The who/what/where making waves today

"NBC’s Brian Williams recants Iraq story after soldiers protest ... who hasn't misremembered being in a chopper crash?facetiously tweets digital journalist Liam Stack with the New York Times. Say it ain't so, BriWi, but it is: journalism juggernaut Brian Williams just admitted he wasn’t on the chopper shot down in Iraq (4,000+ shares) despite saying for years that he was, and it all happened after soldiers protested these claims on Facebook, Travis J. Tritten reports for Stars and Stripes (3,100+ shares). "Wow. Brian Williams lied about being on a helicopter that was shot down in Iraq, and a Facebook comment exposed it," reacts Taylor Dobbs with Vermont Public Radio. "This story is appalling ... The danger faced by folks in the armed services is real, not pretend," weighs in Buster Olney with ESPN the Magazine.
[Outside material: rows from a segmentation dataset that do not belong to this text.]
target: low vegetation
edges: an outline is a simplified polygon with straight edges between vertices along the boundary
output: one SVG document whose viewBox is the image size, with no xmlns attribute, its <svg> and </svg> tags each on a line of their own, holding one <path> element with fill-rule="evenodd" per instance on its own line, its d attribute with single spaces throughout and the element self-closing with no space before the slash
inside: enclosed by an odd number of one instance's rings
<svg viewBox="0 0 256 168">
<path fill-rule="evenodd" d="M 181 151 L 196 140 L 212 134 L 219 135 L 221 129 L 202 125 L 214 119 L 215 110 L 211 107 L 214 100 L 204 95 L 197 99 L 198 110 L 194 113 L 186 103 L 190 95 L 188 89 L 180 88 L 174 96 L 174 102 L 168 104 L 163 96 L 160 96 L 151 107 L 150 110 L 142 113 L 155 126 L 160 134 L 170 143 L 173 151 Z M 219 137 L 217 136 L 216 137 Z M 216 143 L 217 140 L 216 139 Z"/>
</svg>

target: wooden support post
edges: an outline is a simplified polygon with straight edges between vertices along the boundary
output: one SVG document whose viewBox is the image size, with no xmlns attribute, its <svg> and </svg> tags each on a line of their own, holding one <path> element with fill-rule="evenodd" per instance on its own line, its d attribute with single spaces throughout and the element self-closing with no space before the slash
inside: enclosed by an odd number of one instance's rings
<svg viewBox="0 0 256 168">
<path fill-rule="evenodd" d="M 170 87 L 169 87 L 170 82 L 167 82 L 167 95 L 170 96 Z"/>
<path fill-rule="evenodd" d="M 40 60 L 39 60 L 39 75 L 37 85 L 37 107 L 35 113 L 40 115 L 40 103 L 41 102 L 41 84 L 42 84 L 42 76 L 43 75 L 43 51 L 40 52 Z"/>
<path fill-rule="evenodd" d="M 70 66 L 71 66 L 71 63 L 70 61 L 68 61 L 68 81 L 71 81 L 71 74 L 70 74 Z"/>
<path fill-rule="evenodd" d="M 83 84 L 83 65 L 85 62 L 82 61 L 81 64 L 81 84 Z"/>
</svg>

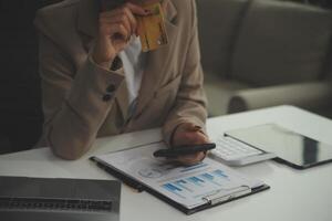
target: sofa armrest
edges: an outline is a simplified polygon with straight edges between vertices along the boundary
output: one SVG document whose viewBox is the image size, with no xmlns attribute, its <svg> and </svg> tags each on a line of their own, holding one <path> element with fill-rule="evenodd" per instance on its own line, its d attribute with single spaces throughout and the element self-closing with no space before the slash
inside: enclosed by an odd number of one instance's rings
<svg viewBox="0 0 332 221">
<path fill-rule="evenodd" d="M 277 105 L 294 105 L 307 109 L 331 106 L 332 83 L 311 82 L 280 86 L 242 90 L 229 101 L 228 113 Z"/>
</svg>

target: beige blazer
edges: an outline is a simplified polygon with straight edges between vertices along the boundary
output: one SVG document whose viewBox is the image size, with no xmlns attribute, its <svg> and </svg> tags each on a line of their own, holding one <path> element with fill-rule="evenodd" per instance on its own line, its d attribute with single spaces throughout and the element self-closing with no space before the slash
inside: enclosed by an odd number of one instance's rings
<svg viewBox="0 0 332 221">
<path fill-rule="evenodd" d="M 90 57 L 97 0 L 65 0 L 41 9 L 40 75 L 44 128 L 41 146 L 76 159 L 96 137 L 163 126 L 166 141 L 181 123 L 207 117 L 195 0 L 169 0 L 167 46 L 148 52 L 137 108 L 128 116 L 123 69 L 104 70 Z"/>
</svg>

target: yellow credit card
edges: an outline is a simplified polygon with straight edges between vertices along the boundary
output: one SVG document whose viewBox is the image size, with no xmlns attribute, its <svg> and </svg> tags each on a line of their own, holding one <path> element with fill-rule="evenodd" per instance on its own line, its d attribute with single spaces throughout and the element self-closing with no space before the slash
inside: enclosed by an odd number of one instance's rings
<svg viewBox="0 0 332 221">
<path fill-rule="evenodd" d="M 143 6 L 151 14 L 137 17 L 138 35 L 141 39 L 142 51 L 148 52 L 159 49 L 168 43 L 164 12 L 160 3 Z"/>
</svg>

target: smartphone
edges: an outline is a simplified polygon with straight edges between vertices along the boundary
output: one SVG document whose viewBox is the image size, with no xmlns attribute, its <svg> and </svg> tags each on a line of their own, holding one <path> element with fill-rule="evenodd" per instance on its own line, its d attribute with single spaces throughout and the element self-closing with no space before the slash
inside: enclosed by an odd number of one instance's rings
<svg viewBox="0 0 332 221">
<path fill-rule="evenodd" d="M 193 155 L 200 151 L 208 151 L 216 148 L 216 144 L 179 146 L 176 148 L 159 149 L 154 152 L 154 157 L 176 158 L 184 155 Z"/>
</svg>

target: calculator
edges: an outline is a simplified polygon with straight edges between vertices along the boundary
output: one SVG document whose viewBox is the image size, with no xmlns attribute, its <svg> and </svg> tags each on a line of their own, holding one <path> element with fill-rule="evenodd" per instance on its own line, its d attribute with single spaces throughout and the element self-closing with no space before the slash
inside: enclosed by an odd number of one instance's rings
<svg viewBox="0 0 332 221">
<path fill-rule="evenodd" d="M 210 157 L 229 166 L 246 166 L 276 158 L 276 154 L 267 152 L 229 136 L 218 136 L 216 148 Z"/>
</svg>

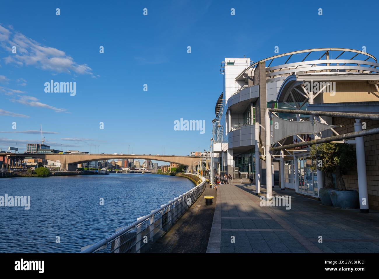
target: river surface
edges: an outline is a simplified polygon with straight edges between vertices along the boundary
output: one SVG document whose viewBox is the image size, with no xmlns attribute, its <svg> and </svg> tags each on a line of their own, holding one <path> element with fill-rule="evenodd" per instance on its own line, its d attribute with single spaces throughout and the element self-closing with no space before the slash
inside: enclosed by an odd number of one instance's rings
<svg viewBox="0 0 379 279">
<path fill-rule="evenodd" d="M 0 196 L 30 199 L 0 207 L 0 252 L 79 252 L 194 186 L 148 173 L 0 178 Z"/>
</svg>

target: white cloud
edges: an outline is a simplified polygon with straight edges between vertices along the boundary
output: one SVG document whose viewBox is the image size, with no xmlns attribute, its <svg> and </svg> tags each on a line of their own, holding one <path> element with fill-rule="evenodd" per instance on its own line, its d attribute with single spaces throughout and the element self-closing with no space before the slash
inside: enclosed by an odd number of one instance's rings
<svg viewBox="0 0 379 279">
<path fill-rule="evenodd" d="M 65 137 L 63 139 L 61 139 L 62 140 L 69 140 L 73 142 L 85 142 L 87 140 L 94 140 L 91 139 L 83 139 L 77 137 Z"/>
<path fill-rule="evenodd" d="M 20 77 L 17 80 L 17 82 L 19 83 L 18 85 L 21 86 L 26 86 L 27 83 L 28 82 L 23 79 Z"/>
<path fill-rule="evenodd" d="M 66 109 L 55 107 L 52 106 L 48 105 L 47 104 L 41 103 L 41 102 L 38 101 L 38 99 L 32 96 L 18 95 L 15 98 L 11 99 L 11 101 L 12 102 L 16 102 L 20 104 L 22 104 L 29 106 L 31 107 L 49 109 L 54 110 L 56 112 L 66 112 L 67 110 Z"/>
<path fill-rule="evenodd" d="M 9 80 L 5 76 L 0 75 L 0 82 L 2 83 L 8 83 Z"/>
<path fill-rule="evenodd" d="M 49 132 L 49 131 L 42 131 L 44 134 L 58 134 L 59 133 L 57 132 Z M 3 134 L 31 134 L 39 135 L 41 133 L 39 130 L 28 130 L 26 131 L 0 131 L 0 133 Z"/>
<path fill-rule="evenodd" d="M 45 47 L 18 32 L 5 28 L 0 25 L 0 46 L 10 55 L 4 59 L 6 64 L 19 66 L 34 66 L 38 68 L 56 73 L 93 75 L 92 69 L 86 64 L 78 64 L 62 50 Z M 12 47 L 17 52 L 12 53 Z"/>
<path fill-rule="evenodd" d="M 20 114 L 14 112 L 5 110 L 3 109 L 0 109 L 0 115 L 5 115 L 6 116 L 13 116 L 14 117 L 25 117 L 25 118 L 30 118 L 30 116 L 24 115 L 23 114 Z"/>
</svg>

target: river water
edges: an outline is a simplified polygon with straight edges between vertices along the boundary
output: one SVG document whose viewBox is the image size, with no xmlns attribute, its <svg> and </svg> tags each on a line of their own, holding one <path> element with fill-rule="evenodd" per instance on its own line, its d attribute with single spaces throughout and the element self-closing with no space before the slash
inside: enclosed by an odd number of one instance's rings
<svg viewBox="0 0 379 279">
<path fill-rule="evenodd" d="M 0 207 L 0 252 L 79 252 L 194 186 L 148 173 L 0 178 L 0 196 L 30 199 Z"/>
</svg>

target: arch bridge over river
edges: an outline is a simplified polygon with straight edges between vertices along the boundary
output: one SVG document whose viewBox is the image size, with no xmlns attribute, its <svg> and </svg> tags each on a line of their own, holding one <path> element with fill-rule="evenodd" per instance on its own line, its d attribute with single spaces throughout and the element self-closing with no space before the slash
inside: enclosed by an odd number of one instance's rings
<svg viewBox="0 0 379 279">
<path fill-rule="evenodd" d="M 153 160 L 174 163 L 186 166 L 187 172 L 192 172 L 201 158 L 197 156 L 181 156 L 168 155 L 136 155 L 135 154 L 39 154 L 31 153 L 8 153 L 4 156 L 17 162 L 19 158 L 31 157 L 36 159 L 49 160 L 61 163 L 61 170 L 75 170 L 78 164 L 93 161 L 115 159 L 142 159 Z"/>
</svg>

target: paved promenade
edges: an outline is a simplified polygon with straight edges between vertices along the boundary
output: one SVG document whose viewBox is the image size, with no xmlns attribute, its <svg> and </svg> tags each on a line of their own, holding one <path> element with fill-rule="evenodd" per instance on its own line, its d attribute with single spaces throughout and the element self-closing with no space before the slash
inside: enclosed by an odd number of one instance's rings
<svg viewBox="0 0 379 279">
<path fill-rule="evenodd" d="M 260 206 L 254 185 L 218 187 L 207 252 L 379 252 L 379 212 L 337 209 L 277 188 L 273 194 L 291 196 L 291 209 Z"/>
</svg>

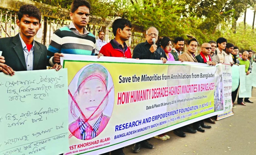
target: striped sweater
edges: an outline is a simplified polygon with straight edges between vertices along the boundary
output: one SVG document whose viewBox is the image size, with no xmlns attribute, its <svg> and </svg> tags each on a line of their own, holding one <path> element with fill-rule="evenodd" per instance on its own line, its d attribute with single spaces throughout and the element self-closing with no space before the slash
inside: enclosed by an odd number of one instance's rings
<svg viewBox="0 0 256 155">
<path fill-rule="evenodd" d="M 69 25 L 64 26 L 53 34 L 47 51 L 48 65 L 51 58 L 55 53 L 64 54 L 94 55 L 95 36 L 90 32 L 78 34 L 69 29 Z"/>
</svg>

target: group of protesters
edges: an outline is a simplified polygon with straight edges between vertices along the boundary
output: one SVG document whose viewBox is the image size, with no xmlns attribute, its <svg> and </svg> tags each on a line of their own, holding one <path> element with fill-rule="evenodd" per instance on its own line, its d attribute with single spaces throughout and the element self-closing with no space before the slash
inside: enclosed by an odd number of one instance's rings
<svg viewBox="0 0 256 155">
<path fill-rule="evenodd" d="M 216 42 L 209 40 L 209 42 L 202 43 L 199 54 L 196 56 L 199 45 L 195 38 L 187 42 L 186 49 L 183 52 L 185 46 L 183 38 L 177 37 L 174 42 L 167 37 L 160 38 L 157 29 L 154 27 L 146 29 L 146 41 L 135 47 L 132 55 L 125 42 L 131 36 L 131 22 L 124 18 L 115 20 L 112 24 L 115 38 L 107 43 L 104 40 L 105 32 L 100 31 L 98 33 L 98 38 L 96 40 L 94 35 L 85 28 L 89 21 L 90 9 L 90 4 L 86 0 L 74 0 L 70 14 L 72 22 L 69 25 L 54 32 L 47 49 L 34 39 L 41 26 L 41 14 L 39 10 L 31 5 L 21 6 L 18 13 L 16 22 L 20 27 L 20 32 L 14 37 L 0 38 L 0 51 L 2 52 L 2 56 L 0 56 L 0 71 L 12 76 L 15 74 L 14 71 L 45 69 L 47 66 L 57 71 L 62 67 L 60 64 L 60 58 L 65 53 L 96 55 L 98 58 L 104 56 L 161 60 L 163 63 L 170 61 L 202 63 L 213 66 L 222 63 L 231 65 L 245 64 L 246 74 L 251 72 L 254 53 L 252 50 L 245 50 L 239 55 L 238 47 L 221 37 Z M 232 92 L 233 103 L 236 99 L 238 89 Z M 244 100 L 243 98 L 238 98 L 238 104 L 246 105 L 244 102 L 253 103 L 249 98 Z M 235 107 L 234 104 L 233 107 Z M 209 118 L 175 129 L 174 132 L 179 136 L 185 137 L 186 134 L 184 132 L 204 132 L 205 130 L 203 128 L 211 127 L 205 124 L 204 122 L 216 123 Z M 81 130 L 85 132 L 82 129 Z M 163 140 L 170 138 L 164 133 L 155 137 Z M 133 151 L 138 152 L 142 147 L 153 148 L 154 146 L 148 142 L 148 140 L 134 144 Z M 121 148 L 112 151 L 111 154 L 124 154 Z"/>
</svg>

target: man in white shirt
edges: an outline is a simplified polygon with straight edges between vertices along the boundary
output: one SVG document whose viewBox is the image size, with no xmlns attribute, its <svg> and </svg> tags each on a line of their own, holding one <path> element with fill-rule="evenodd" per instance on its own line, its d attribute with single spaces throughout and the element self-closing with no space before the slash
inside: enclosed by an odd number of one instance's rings
<svg viewBox="0 0 256 155">
<path fill-rule="evenodd" d="M 101 48 L 108 43 L 104 40 L 105 33 L 103 31 L 99 31 L 98 32 L 99 38 L 96 40 L 96 48 L 95 50 L 95 55 L 98 55 L 100 52 Z"/>
<path fill-rule="evenodd" d="M 223 63 L 224 61 L 224 51 L 226 48 L 227 39 L 224 38 L 219 38 L 217 40 L 217 48 L 215 54 L 220 58 L 220 63 Z"/>
<path fill-rule="evenodd" d="M 233 58 L 232 56 L 231 53 L 234 49 L 234 45 L 230 43 L 227 43 L 225 49 L 225 53 L 224 53 L 224 63 L 231 64 L 231 65 L 234 64 Z"/>
</svg>

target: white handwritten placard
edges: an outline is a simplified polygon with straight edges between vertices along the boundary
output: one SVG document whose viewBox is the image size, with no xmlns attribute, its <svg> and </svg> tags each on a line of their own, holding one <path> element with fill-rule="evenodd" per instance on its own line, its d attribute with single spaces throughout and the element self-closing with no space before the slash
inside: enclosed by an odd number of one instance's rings
<svg viewBox="0 0 256 155">
<path fill-rule="evenodd" d="M 67 71 L 0 73 L 0 154 L 58 155 L 68 148 Z"/>
</svg>

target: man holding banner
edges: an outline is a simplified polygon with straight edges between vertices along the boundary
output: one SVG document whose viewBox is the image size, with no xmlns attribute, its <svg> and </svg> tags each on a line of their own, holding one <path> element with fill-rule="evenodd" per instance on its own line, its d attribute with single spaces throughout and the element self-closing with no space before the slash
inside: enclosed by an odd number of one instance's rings
<svg viewBox="0 0 256 155">
<path fill-rule="evenodd" d="M 146 40 L 135 47 L 133 58 L 161 60 L 163 63 L 165 63 L 167 61 L 167 57 L 164 51 L 155 44 L 157 41 L 158 30 L 154 27 L 150 27 L 146 30 Z"/>
<path fill-rule="evenodd" d="M 131 35 L 131 23 L 126 19 L 119 18 L 115 20 L 112 24 L 115 38 L 103 46 L 100 53 L 107 56 L 131 58 L 131 50 L 127 46 L 125 41 L 128 40 Z M 108 155 L 109 154 L 109 153 L 107 153 L 102 155 Z M 123 148 L 120 148 L 111 151 L 111 154 L 124 155 L 125 154 Z"/>
<path fill-rule="evenodd" d="M 239 58 L 236 60 L 237 63 L 239 65 L 245 65 L 245 71 L 246 75 L 249 75 L 252 71 L 252 67 L 250 61 L 247 59 L 248 55 L 249 55 L 249 53 L 247 51 L 244 51 L 243 52 L 242 58 Z M 238 90 L 238 88 L 232 94 L 234 96 L 236 96 Z M 235 98 L 234 100 L 235 100 Z M 246 105 L 245 104 L 245 103 L 244 102 L 243 99 L 243 98 L 238 97 L 237 97 L 237 104 L 242 105 Z"/>
<path fill-rule="evenodd" d="M 72 22 L 55 31 L 52 37 L 47 52 L 49 66 L 60 64 L 62 53 L 95 55 L 95 36 L 85 27 L 89 22 L 91 4 L 86 0 L 74 0 L 71 7 Z M 102 56 L 99 54 L 98 58 Z"/>
<path fill-rule="evenodd" d="M 46 47 L 34 40 L 41 27 L 41 13 L 36 7 L 27 4 L 21 7 L 17 14 L 16 24 L 20 33 L 14 37 L 0 38 L 0 51 L 2 51 L 6 65 L 2 67 L 2 71 L 12 76 L 14 70 L 46 69 Z M 62 67 L 53 64 L 57 71 Z"/>
</svg>

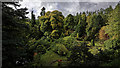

The response from media was swift and nearly universally negative. "Shud b fired," pithily concludes The National's Hadeel AlSayegh. "Worst part about this is @BWilliams doesn’t even own up to lying. Relies on weasel words," concludes media reporter Becket Adams with the Washington Examiner. "Welp, Brian Williams will always be able to fall back on his Jimmy Fallon-editors-assisted rap career," comes the figurative shrug from Ryan Pearson with the Associated Press. In his tick-tock on the scandal, Brian Stelter summarizes on Twitter, "At the end of the day: a lotta doubt that Brian Williams could have innocently misremembered an RPG attack in Iraq."
 
Other issues to eat at you: the health-insurer Anthem was hit by hackers. Clearly annoyed, Shawn Reynolds with RTV6 Indianapolis responds, "I was impacted by the Target hacking last year, so , of course, why wouldn't my health insurance company get hit?" And as we hinted at yesterday, now even Harper Lee's hometown friends say she was manipulated into publishing second book.
 
In political and governmental scandals, UBS faces a new federal probe into whether they helped Americans evade taxes through investments largely banned in the U.S. Harsh words: The Oregonian says their state's governor John Kitzhaber must resign. "Proud to work for a newspaper with an editorial board that said what needed to be said today about @GovKitz," says John Canzano from that newsroom.
 
Abroad, as if Cristina Fernandez de Kirchner wasn't already in enough trouble, the Argentine president mimics the Chinese via an mocking tweet, and Chinese social media goes crazy. Speaking of China, their tech firms are doling out lavish gifts to employees. Meanwhile in Venezuela, the $755 Condom Is the latest indignity. Globe and Mail energy reporter Carrie Tait points out, "This story abt low oil = $755 condom pack wld be hilarious if not for the serious consequences."